A-Kinase Anchoring Proteins and Regulation of Nuclear Transport and Gene Expression
Chris Eggers
Appointment Period: 2003-2004 / Grant Year: [19]
The RI regulatory subunit of the cAMP-dependent protein kinase (PKA) is overexpressed in many forms of cancer, including breast cancer, where it is linked to proliferation, malignant transformation, and poor prognosis. Inhibiting RI has been shown to slow cell proliferation and tumor growth. The targets of PKA are largely determined by its anchoring to specific locations in the cell by AKAPs, the A-Kinase Anchoring Proteins. These scaffolding proteins bind not only PKA, but often multiple other signaling proteins and potential substrates.
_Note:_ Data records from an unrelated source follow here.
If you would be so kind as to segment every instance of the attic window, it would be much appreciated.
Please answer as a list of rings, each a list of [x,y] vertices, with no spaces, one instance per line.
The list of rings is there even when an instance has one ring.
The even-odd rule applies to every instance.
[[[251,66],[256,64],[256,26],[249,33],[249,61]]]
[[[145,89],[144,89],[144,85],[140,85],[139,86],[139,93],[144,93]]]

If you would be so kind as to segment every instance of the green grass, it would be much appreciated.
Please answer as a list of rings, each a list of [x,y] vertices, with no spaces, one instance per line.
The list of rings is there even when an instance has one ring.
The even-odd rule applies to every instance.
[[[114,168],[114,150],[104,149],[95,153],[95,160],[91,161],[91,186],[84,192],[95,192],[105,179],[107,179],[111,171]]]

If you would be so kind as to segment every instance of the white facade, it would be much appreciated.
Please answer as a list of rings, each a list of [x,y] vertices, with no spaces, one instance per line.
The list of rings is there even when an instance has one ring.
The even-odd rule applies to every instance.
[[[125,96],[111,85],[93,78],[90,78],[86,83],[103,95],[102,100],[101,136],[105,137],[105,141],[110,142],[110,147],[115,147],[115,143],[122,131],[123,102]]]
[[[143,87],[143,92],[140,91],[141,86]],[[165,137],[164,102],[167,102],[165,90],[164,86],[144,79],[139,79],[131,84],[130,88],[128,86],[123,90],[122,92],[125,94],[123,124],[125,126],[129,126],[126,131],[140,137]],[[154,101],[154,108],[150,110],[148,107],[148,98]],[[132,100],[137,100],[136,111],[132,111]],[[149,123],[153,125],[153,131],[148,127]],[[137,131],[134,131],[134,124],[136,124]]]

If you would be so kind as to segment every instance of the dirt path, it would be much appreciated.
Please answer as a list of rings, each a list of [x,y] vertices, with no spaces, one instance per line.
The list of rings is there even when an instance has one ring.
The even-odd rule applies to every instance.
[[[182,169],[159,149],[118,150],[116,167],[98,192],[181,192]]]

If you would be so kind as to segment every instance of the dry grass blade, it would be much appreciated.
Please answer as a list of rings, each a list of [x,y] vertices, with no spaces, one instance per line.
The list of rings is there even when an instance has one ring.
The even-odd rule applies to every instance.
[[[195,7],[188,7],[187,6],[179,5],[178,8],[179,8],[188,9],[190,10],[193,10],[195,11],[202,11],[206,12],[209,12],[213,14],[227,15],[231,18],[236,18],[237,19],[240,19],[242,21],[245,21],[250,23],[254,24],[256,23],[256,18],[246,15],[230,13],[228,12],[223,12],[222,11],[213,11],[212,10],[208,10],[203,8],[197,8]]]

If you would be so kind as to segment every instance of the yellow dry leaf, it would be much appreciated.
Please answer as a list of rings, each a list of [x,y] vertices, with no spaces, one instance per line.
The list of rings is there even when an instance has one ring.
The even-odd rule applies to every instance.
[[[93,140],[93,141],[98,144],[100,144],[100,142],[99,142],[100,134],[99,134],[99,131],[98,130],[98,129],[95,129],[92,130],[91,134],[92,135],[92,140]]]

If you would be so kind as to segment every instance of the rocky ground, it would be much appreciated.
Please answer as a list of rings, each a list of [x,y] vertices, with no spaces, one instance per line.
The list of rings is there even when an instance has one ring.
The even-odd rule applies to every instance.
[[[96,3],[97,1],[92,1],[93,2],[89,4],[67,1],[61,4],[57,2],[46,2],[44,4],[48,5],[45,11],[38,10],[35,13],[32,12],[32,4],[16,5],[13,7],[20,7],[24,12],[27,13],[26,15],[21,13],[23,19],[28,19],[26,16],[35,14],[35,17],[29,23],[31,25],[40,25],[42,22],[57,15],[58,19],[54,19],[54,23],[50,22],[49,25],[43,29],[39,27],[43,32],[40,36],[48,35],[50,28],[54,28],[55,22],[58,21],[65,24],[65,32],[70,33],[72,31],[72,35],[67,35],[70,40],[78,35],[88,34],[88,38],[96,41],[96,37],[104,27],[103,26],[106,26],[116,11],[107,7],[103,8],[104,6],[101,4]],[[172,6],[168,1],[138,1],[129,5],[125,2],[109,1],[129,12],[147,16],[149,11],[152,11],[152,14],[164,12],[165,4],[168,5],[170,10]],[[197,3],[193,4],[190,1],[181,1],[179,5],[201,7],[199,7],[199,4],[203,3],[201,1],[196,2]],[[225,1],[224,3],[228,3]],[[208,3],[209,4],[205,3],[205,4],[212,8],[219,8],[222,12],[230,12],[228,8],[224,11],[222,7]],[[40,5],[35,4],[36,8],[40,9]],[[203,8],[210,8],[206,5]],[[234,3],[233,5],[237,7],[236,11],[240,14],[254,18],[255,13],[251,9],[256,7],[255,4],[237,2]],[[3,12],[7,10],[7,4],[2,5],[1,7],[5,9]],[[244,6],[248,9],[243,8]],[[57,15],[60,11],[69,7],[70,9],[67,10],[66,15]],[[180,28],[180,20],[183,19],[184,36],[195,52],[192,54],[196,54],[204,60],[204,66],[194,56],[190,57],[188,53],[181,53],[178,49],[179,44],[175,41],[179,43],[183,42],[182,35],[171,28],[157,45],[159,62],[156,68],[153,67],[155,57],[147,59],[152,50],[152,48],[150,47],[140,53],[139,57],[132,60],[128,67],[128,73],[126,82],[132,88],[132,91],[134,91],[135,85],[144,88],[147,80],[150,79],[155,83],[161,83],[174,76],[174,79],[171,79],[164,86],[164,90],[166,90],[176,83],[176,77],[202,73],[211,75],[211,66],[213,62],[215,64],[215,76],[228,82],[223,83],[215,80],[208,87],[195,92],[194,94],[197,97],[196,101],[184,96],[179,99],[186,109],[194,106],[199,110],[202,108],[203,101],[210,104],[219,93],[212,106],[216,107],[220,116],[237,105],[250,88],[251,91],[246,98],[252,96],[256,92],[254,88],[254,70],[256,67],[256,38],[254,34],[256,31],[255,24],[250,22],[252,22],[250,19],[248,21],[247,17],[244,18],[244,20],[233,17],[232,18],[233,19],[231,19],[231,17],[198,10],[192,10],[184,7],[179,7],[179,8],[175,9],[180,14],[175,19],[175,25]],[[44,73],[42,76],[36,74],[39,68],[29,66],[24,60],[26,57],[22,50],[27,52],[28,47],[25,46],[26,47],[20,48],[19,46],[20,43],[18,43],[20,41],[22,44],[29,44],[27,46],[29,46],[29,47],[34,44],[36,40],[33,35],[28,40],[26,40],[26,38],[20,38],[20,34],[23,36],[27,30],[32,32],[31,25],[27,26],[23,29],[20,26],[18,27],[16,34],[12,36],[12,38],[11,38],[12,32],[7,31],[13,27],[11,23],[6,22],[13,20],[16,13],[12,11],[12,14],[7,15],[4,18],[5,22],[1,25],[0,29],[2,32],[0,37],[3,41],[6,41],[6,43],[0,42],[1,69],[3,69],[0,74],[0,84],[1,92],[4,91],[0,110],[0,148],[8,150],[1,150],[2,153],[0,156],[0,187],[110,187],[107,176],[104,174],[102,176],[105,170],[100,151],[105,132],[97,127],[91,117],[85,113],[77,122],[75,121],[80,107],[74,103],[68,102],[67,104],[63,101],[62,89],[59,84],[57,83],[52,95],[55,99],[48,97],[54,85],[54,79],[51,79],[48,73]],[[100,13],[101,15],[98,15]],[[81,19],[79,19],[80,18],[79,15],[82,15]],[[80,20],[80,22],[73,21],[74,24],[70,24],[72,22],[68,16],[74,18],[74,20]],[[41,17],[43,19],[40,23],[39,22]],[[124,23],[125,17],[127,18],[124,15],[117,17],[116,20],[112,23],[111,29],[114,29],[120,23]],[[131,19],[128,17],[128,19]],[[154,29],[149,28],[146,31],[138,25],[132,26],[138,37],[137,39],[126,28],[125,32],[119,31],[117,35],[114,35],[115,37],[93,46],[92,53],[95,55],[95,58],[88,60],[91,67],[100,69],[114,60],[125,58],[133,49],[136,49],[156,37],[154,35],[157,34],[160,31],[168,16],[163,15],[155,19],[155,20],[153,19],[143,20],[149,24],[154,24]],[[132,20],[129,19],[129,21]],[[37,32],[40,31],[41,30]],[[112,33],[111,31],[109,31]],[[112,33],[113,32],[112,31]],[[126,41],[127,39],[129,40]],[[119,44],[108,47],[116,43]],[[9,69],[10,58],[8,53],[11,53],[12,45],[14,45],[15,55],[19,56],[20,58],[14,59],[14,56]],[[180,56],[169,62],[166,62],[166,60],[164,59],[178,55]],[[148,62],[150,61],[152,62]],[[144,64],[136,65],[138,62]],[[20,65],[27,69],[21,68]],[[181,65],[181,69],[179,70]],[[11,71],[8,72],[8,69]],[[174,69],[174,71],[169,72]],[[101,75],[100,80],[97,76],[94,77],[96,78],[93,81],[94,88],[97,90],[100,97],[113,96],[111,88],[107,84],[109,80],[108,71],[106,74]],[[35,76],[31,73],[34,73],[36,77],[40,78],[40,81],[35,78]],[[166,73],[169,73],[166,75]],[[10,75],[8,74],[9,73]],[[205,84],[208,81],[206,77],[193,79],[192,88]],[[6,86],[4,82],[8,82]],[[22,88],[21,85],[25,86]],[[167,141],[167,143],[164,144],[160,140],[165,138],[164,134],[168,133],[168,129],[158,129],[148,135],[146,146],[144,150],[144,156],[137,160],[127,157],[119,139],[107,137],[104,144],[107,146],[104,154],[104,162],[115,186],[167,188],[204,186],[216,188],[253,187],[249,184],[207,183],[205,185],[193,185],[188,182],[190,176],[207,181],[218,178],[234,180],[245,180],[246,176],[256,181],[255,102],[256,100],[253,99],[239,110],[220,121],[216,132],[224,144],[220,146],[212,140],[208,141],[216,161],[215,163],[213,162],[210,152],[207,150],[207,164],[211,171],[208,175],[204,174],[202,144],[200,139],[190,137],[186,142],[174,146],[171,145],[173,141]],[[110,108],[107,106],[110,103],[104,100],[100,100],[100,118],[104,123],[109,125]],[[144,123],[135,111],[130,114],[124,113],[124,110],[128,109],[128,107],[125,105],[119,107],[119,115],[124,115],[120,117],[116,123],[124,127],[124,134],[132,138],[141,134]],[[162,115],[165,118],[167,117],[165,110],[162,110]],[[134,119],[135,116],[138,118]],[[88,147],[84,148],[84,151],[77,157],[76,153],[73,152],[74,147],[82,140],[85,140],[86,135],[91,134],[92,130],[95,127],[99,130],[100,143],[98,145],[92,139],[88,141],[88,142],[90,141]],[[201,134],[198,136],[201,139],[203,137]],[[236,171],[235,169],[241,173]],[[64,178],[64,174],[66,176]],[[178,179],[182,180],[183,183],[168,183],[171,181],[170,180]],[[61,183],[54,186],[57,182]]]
Whereas the vast majority of AKAPs bind tightly to only the RII regulatory subunit, a subset of AKAPs including D-AKAP2 are considered “dual-specificity” because they can anchor both types of PKA. D-AKAP2 contains two RGS-like domains, as well as a C-terminal PDZ domain. RGS proteins traditionally interact with heterotrimeric G proteins, but we have been unable to demonstrate any interaction with any of the various subfamilies of G proteins. We have therefore searched for interacting partners for the first RGS domain by using a yeast two-hybrid screen. One putative partner we found is the gamma subunit of the AP-1 complex, which is involved in trafficking of clathrin-coated vesicles, a result that is consistent with another group’s finding that D-AKAP2 is present in complexes with the sodium-phosphate cotransporter, whose activity is controlled by trafficking. Another candidate to emerge is exportin 7, which is responsible for removing specific cargo proteins from the nucleus. We are continuing with both in vitro and cell-based studies to further elucidate the function of D-AKAP2. Our results highlight the possibilities of novel therapeutic approaches that would disrupt specific scaffolding interactions.
Eggers CT, Schafer JC, Goldenring JR, Taylor SS. D-AKAP2 interacts with Rab4 and Rab11 through its RGS domains and regulates transferrin receptor recycling. J Biol Chem. (2009) 284:32869-80. PMID: 19797056; PMCID: PMC2781703.